Now a team of researchers at MIT has come up with a potential solution to this huge but little-recognized problem. A new kind of surface treatment — involving nanoscale texturing of the surface, which is then coated with a lubricating liquid — can reduce the rate of scale formation at least tenfold, they have found. The findings are reported this week in a paper in the journal Advanced Materials Interfaces written by graduate student Srinivas Subramanyam, postdoc Gisele Azimi, and Kripa Varanasi, the Doherty Associate Professor of Ocean Utilization in MIT’s Department of Mechanical Engineering.
“You can see [scale] pretty much everywhere,” Varanasi says. In the home, these deposits are mostly an annoyance, but in industry they can cause “lost productivity, and the ways of removing [them] can be environmentally harmful,” typically involving the use of harsh chemicals. And in power plants and desalination plants, scale can cause significant efficiency losses, because it acts as a thermal barrier that impairs cooling or condensing in heat exchangers.
The problem arises because water often contains large amounts of dissolved salts and minerals. The ability of water to dissolve these materials depends on solubility, so if the water cools or evaporates, the solution may become supersaturated: It contains more of the dissolved material than it can accommodate, so some begins to precipitate out. It’s the same principle that causes fogging on a cold glass when warm, moist air cools suddenly as it meets a cooler surface.
For the most part, engineers have dealt with the problem by overdesigning systems, Varanasi says: using pipes that are much larger than needed, for example, in anticipation of the partial blockages that scaling will cause, or a larger surface area, in the case of heat exchangers.
The problem is far from new, Subramanyam points out: “Cooking pots from ancient times have this buildup,” he says. “We don’t have good solutions yet.”
Though it remains to be proven on an industrial scale, the new approach developed by the MIT team could make a significant difference in the rate of scale formation, and in many situations may prevent it altogether.
Their approach sounds deceptively simple: effective nanotexturing of the surface and filling the resulting textures with a lubricant. The texturing depends mostly on the scale of the bumps and grooves produced; the precise shapes don’t seem to matter. So a variety of techniques can be used to create that texture — including applying a textured coating to the surface, or chemically etching it in place.
The researchers also describe a process for selecting appropriate lubricants that can not only increase the energy barrier for scale formation, but also spread on the textured solid, making the surface “smooth” and reducing the nucleation sites available for scale formation.

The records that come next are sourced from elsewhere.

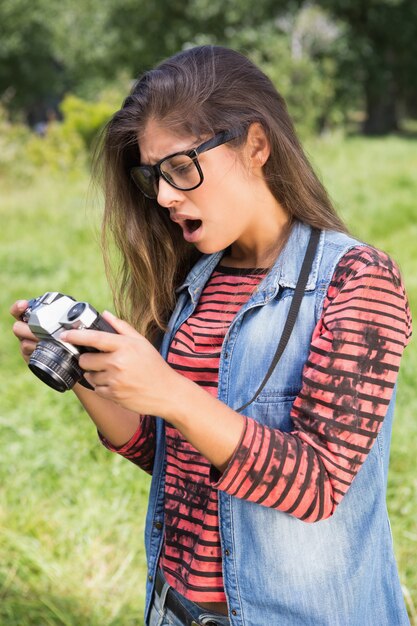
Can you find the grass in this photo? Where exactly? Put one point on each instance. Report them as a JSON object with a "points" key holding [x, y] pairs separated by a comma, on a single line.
{"points": [[72, 514]]}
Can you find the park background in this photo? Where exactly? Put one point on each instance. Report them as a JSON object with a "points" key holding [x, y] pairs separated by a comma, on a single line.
{"points": [[71, 513]]}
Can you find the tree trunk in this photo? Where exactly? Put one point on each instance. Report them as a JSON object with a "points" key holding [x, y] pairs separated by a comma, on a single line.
{"points": [[381, 96]]}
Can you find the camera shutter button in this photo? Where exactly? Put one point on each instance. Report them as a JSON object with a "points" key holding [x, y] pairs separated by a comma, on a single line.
{"points": [[76, 311]]}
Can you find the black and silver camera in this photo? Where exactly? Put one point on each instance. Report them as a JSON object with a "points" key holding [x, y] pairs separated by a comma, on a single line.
{"points": [[54, 361]]}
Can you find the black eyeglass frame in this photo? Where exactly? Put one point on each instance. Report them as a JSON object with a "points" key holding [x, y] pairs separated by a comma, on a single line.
{"points": [[155, 170]]}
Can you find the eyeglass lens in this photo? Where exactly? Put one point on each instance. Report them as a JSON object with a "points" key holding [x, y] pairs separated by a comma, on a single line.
{"points": [[180, 171]]}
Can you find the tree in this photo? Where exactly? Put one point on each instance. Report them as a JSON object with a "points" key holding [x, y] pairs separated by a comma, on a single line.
{"points": [[383, 37]]}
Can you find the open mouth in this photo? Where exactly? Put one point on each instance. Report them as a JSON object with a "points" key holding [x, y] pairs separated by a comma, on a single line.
{"points": [[193, 225]]}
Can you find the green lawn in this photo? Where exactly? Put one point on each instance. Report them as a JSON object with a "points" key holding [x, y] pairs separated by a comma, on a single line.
{"points": [[71, 513]]}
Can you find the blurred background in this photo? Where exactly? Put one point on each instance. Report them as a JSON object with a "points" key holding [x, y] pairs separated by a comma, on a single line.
{"points": [[71, 513]]}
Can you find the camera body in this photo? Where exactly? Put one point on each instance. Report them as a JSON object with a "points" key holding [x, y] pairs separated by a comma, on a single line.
{"points": [[55, 361]]}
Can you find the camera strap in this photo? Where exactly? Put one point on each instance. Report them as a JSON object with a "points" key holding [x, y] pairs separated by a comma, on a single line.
{"points": [[294, 308]]}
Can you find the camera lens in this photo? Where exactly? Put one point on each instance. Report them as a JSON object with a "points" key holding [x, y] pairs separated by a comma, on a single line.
{"points": [[76, 311], [55, 366]]}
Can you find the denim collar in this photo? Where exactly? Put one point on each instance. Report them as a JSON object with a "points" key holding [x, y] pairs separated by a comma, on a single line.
{"points": [[284, 272]]}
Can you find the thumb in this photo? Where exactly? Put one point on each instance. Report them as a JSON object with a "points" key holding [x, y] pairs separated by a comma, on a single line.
{"points": [[122, 327]]}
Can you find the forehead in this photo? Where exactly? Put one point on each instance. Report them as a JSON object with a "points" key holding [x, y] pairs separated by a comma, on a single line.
{"points": [[157, 141]]}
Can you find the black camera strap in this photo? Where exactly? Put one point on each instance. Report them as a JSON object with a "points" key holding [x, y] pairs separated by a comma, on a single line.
{"points": [[294, 308]]}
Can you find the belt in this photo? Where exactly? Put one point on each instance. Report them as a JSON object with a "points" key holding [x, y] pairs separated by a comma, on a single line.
{"points": [[174, 604]]}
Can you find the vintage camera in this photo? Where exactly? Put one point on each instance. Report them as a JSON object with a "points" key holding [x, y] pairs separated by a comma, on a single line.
{"points": [[54, 361]]}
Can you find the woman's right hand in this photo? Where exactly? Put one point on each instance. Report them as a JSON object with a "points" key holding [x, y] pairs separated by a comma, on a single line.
{"points": [[21, 329]]}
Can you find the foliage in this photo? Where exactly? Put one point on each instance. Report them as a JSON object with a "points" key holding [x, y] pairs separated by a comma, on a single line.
{"points": [[71, 514], [85, 119], [382, 40], [343, 53]]}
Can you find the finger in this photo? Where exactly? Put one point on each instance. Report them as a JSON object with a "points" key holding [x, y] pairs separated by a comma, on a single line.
{"points": [[27, 347], [96, 379], [22, 331], [93, 361], [18, 308]]}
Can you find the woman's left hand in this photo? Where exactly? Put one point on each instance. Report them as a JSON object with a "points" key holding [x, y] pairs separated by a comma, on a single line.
{"points": [[127, 369]]}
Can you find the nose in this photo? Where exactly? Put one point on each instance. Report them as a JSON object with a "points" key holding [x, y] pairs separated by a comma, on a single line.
{"points": [[168, 195]]}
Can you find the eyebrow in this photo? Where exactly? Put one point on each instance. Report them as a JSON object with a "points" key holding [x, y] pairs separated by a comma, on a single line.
{"points": [[193, 147]]}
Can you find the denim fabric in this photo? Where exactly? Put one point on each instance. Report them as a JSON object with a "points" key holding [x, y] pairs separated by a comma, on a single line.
{"points": [[277, 569], [162, 616]]}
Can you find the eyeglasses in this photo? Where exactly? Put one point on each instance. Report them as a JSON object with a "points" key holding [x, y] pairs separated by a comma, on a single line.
{"points": [[181, 169]]}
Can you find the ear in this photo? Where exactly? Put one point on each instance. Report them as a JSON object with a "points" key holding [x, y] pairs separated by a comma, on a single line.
{"points": [[257, 146]]}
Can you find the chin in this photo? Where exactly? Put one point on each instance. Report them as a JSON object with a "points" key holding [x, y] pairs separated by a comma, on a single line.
{"points": [[207, 248]]}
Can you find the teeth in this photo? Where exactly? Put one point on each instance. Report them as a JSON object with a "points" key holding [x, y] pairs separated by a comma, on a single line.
{"points": [[192, 225]]}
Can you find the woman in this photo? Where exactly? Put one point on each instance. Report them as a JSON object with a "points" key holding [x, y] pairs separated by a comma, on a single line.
{"points": [[267, 509]]}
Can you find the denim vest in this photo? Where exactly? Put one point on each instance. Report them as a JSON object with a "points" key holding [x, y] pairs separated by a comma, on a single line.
{"points": [[278, 570]]}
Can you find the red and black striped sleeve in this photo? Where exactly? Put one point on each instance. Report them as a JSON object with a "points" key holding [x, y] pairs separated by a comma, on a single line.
{"points": [[140, 449], [348, 381]]}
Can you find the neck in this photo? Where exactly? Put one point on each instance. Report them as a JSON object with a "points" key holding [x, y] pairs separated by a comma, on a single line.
{"points": [[262, 247]]}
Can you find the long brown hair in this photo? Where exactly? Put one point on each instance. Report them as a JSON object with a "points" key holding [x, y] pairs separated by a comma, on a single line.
{"points": [[198, 92]]}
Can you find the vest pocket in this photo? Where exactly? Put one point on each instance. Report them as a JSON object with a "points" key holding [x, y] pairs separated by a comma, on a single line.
{"points": [[273, 409]]}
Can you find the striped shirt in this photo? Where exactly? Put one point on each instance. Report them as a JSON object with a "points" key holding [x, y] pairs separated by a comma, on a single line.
{"points": [[347, 384]]}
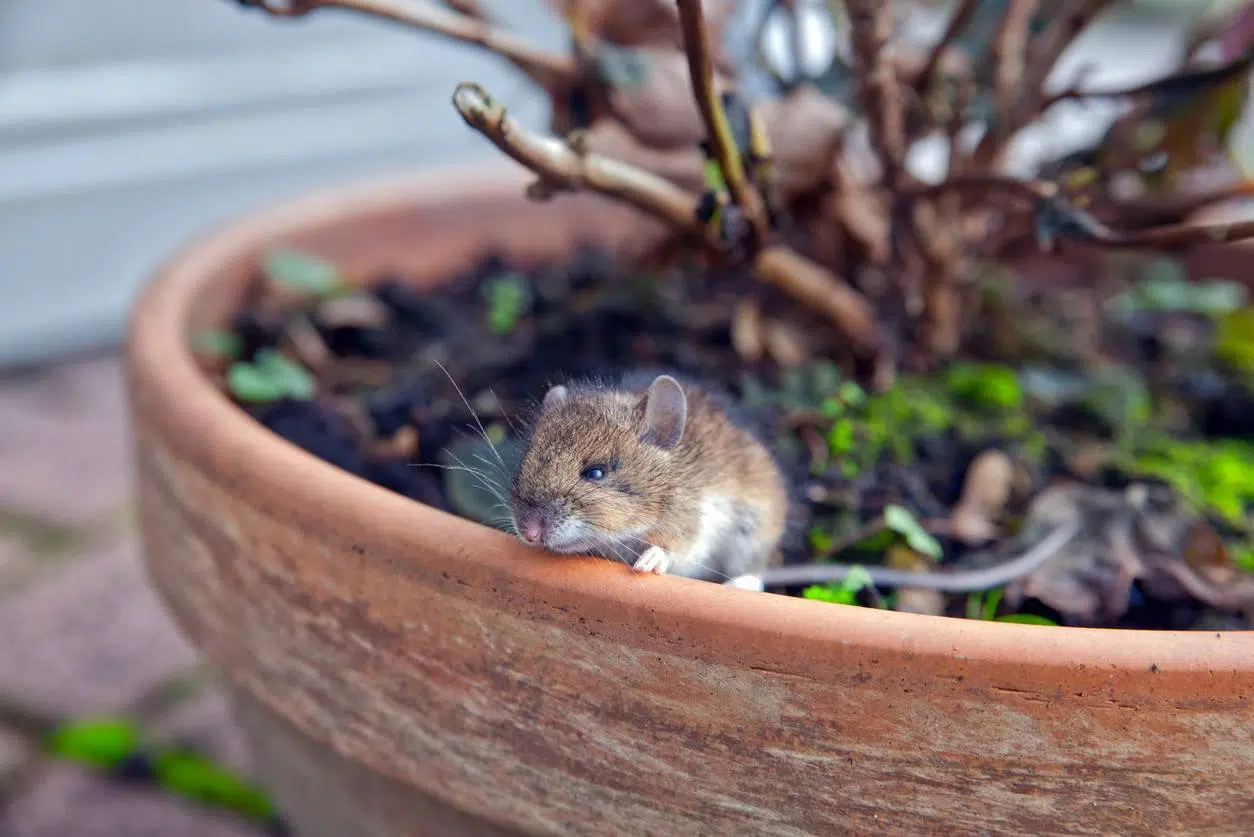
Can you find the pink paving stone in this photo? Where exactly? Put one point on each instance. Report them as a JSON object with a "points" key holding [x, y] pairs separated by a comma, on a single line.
{"points": [[92, 638], [70, 803], [64, 442]]}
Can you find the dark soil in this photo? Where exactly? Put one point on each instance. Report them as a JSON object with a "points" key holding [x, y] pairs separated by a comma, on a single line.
{"points": [[1116, 383]]}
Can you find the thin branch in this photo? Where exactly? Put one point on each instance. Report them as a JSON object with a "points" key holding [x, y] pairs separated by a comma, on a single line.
{"points": [[551, 70], [1081, 226], [1010, 48], [722, 144], [563, 168], [1170, 88], [1042, 55], [962, 16], [870, 24], [983, 185]]}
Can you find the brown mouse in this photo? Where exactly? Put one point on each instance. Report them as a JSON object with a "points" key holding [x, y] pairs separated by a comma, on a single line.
{"points": [[651, 472]]}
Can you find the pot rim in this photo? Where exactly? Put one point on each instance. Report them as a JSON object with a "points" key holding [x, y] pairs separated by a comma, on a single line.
{"points": [[202, 424]]}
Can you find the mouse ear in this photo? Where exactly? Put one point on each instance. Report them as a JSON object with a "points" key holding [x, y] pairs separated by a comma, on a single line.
{"points": [[666, 412], [554, 395]]}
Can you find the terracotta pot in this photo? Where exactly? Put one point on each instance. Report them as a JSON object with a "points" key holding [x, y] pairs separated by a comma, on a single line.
{"points": [[405, 671]]}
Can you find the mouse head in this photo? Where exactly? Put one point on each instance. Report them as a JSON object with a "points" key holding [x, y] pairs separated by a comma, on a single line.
{"points": [[598, 469]]}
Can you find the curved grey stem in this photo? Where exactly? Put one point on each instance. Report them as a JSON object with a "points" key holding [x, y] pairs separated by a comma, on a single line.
{"points": [[959, 581]]}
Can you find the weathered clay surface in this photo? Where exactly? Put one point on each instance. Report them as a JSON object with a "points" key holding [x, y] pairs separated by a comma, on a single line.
{"points": [[568, 697]]}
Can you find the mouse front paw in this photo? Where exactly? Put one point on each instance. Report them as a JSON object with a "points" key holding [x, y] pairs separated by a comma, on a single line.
{"points": [[655, 559]]}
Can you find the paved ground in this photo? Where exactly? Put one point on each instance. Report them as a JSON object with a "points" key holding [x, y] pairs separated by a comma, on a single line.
{"points": [[82, 629]]}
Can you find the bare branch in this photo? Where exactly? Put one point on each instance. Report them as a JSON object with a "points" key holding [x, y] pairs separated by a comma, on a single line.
{"points": [[879, 89], [1081, 226], [551, 70], [1010, 47], [1176, 85], [696, 45], [563, 168], [1042, 55], [983, 185], [962, 16]]}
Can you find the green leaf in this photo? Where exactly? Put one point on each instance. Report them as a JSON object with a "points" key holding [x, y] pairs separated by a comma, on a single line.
{"points": [[1026, 619], [508, 299], [621, 67], [271, 377], [217, 343], [304, 272], [843, 592], [200, 779], [992, 599], [902, 521], [98, 742]]}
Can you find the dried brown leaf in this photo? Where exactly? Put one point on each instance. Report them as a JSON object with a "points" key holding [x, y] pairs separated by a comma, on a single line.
{"points": [[805, 131], [681, 166], [983, 497], [1141, 533], [660, 113], [746, 330], [637, 23]]}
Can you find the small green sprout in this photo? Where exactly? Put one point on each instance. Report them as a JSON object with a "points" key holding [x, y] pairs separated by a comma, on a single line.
{"points": [[902, 521], [217, 343], [270, 378], [988, 387], [844, 591], [304, 272], [508, 299]]}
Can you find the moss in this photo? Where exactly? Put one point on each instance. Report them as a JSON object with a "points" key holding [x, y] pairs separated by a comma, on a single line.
{"points": [[985, 387], [1217, 476], [1234, 340]]}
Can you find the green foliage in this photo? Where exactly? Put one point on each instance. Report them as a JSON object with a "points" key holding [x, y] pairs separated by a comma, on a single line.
{"points": [[902, 521], [304, 272], [1026, 619], [985, 387], [509, 298], [843, 592], [108, 743], [1234, 340], [983, 605], [1215, 476], [99, 742], [1166, 287], [200, 779], [217, 344], [272, 375], [621, 67]]}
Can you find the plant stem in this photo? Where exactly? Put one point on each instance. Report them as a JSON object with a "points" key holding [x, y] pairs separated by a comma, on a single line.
{"points": [[879, 89], [563, 168], [551, 70], [957, 23], [696, 45]]}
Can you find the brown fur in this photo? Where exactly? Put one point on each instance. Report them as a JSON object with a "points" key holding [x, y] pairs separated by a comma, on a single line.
{"points": [[652, 490]]}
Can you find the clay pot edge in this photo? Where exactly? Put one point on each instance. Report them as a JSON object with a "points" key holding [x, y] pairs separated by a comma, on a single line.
{"points": [[206, 428]]}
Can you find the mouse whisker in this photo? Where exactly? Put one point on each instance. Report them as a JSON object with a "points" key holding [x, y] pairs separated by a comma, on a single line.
{"points": [[485, 483], [483, 432], [504, 414]]}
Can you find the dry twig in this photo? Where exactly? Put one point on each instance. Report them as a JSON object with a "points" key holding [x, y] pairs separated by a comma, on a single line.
{"points": [[551, 70], [563, 168], [962, 16], [722, 144], [879, 90]]}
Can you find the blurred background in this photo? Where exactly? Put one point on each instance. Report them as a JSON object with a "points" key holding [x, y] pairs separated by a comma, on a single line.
{"points": [[126, 128]]}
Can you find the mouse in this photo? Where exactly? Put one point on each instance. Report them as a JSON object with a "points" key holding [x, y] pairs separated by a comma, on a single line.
{"points": [[652, 472]]}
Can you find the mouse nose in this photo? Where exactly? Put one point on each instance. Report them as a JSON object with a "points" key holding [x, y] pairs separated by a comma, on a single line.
{"points": [[531, 527]]}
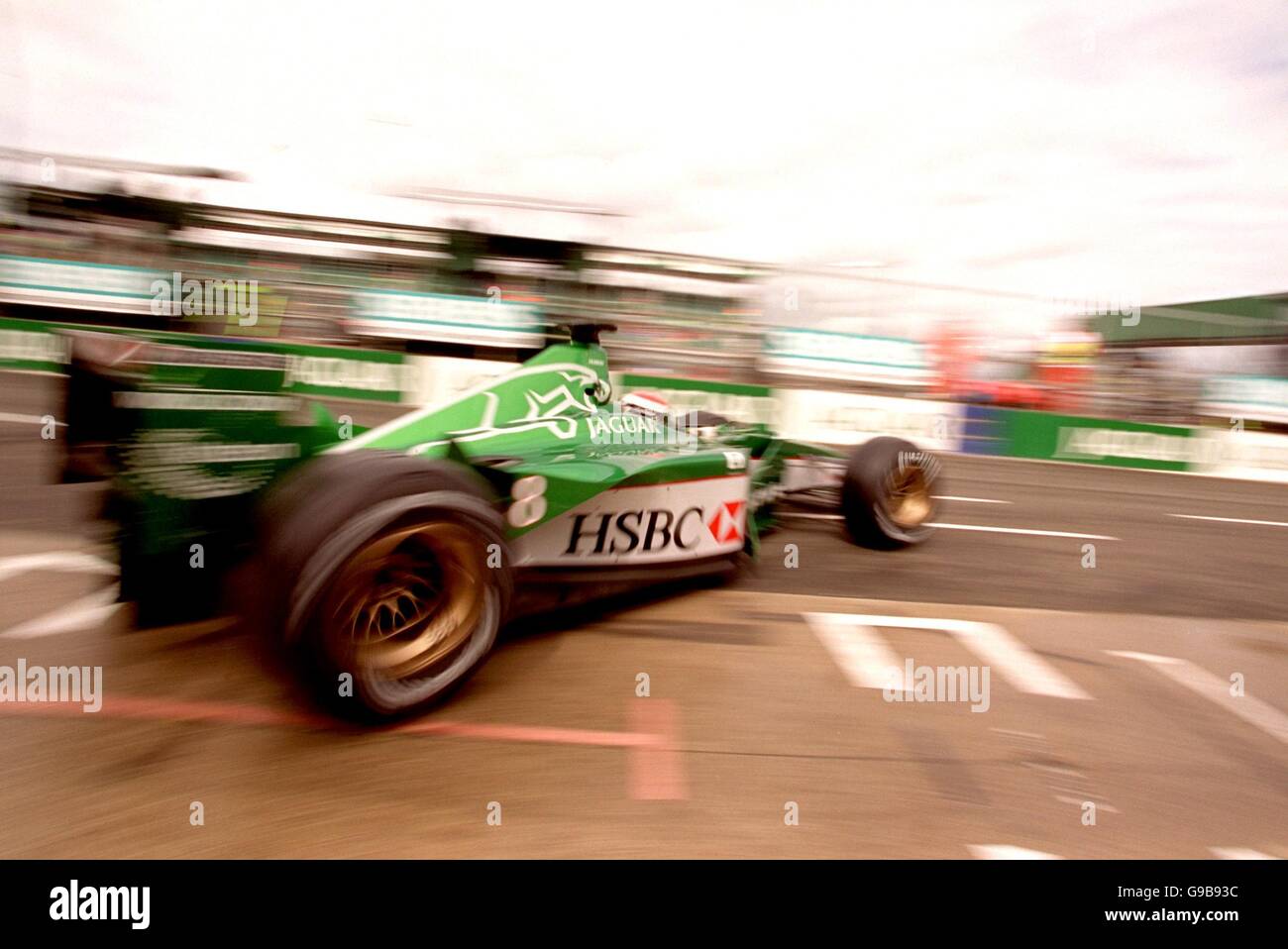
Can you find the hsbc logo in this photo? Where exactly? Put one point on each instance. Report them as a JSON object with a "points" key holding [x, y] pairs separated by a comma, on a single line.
{"points": [[653, 531], [634, 532], [725, 524]]}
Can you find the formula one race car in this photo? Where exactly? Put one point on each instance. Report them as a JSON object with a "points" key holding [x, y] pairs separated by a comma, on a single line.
{"points": [[389, 558]]}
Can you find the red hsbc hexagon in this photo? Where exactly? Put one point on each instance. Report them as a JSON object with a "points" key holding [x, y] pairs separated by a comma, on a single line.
{"points": [[726, 523]]}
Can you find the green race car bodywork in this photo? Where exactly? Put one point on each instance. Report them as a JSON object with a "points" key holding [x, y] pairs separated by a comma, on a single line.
{"points": [[419, 537]]}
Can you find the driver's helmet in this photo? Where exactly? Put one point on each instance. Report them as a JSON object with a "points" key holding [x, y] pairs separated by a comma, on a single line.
{"points": [[645, 403]]}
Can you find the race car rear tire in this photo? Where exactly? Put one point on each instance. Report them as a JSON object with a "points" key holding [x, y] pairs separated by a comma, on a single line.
{"points": [[390, 579], [888, 493]]}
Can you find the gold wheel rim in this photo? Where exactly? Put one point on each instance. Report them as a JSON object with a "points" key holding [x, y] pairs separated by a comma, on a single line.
{"points": [[407, 600], [909, 499]]}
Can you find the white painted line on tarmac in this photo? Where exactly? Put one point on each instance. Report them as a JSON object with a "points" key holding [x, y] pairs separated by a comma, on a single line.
{"points": [[807, 515], [1005, 851], [1239, 854], [80, 614], [866, 660], [1216, 689], [1020, 531], [1019, 665], [1232, 520], [859, 651], [59, 561]]}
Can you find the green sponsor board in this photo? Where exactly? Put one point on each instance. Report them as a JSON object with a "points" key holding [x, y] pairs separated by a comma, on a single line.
{"points": [[307, 369], [31, 347], [851, 357], [347, 373], [447, 318], [1096, 441], [75, 283], [746, 403]]}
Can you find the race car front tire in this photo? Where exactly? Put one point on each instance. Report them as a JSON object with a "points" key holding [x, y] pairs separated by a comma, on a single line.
{"points": [[888, 493], [390, 579]]}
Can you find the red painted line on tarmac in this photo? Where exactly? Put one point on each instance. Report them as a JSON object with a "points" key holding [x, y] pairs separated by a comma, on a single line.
{"points": [[653, 763], [656, 769]]}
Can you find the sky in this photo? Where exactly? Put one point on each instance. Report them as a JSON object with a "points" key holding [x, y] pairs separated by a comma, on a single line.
{"points": [[1057, 150]]}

Previous attempts to prevent or reduce scale formation have typically involved adding a coating (such as Teflon) to a surface to prevent minerals from bonding to it. The problem with that approach, Varanasi explains, is that these coatings can wear out, just as the coating on a nonstick frying pan often degrades with use. And if there’s even a pinprick of a hole in that coating, he says, that provides a place for scale to begin forming.
With the new method, once the nanotexture has been created on the surface, oil or another lubricating liquid is applied to that surface. The tiny nanoscale grooves capture this liquid, holding it firmly in place through capillary action, Varanasi says. Unlike a solid nonstick coating, the liquid can flow to fill any gaps, spread on the surface textures, and can be replenished continually if some is washed away. “Even if there’s mechanical damage, the lubricant can return to that surface,” Subramanyam says. “It can maintain its smoothness for an extended period of time.”
Because this lubricant layer is vanishingly thin — just a few hundred nanometers in thickness — protecting a surface for decades would require only a tiny amount of lubricant. Reservoirs built into a section of pipe could supply lubrication for the lifetime of the equipment, Varanasi says. In the case of oil pipelines, “the lubricant is already there,” and oil captured by the surface texturing could protect the pipe surfaces.
Jurgen Rühe, head of the Laboratory for Chemistry and Physics of Interfaces at the University of Freiburg, who was not involved in this research, says this represents a “very significant finding and an important scientific advancement.” He calls the team’s approach to reducing scale formation “novel and creative,” and says it “could have potential impact in all areas where water is heated and steam is generated.”
After further laboratory testing to determine the best lubricants and texturing methods for particular applications, this system could be ready for commercial applications in as little as three years, the researchers say.
The work was supported by the MIT Energy Initiative.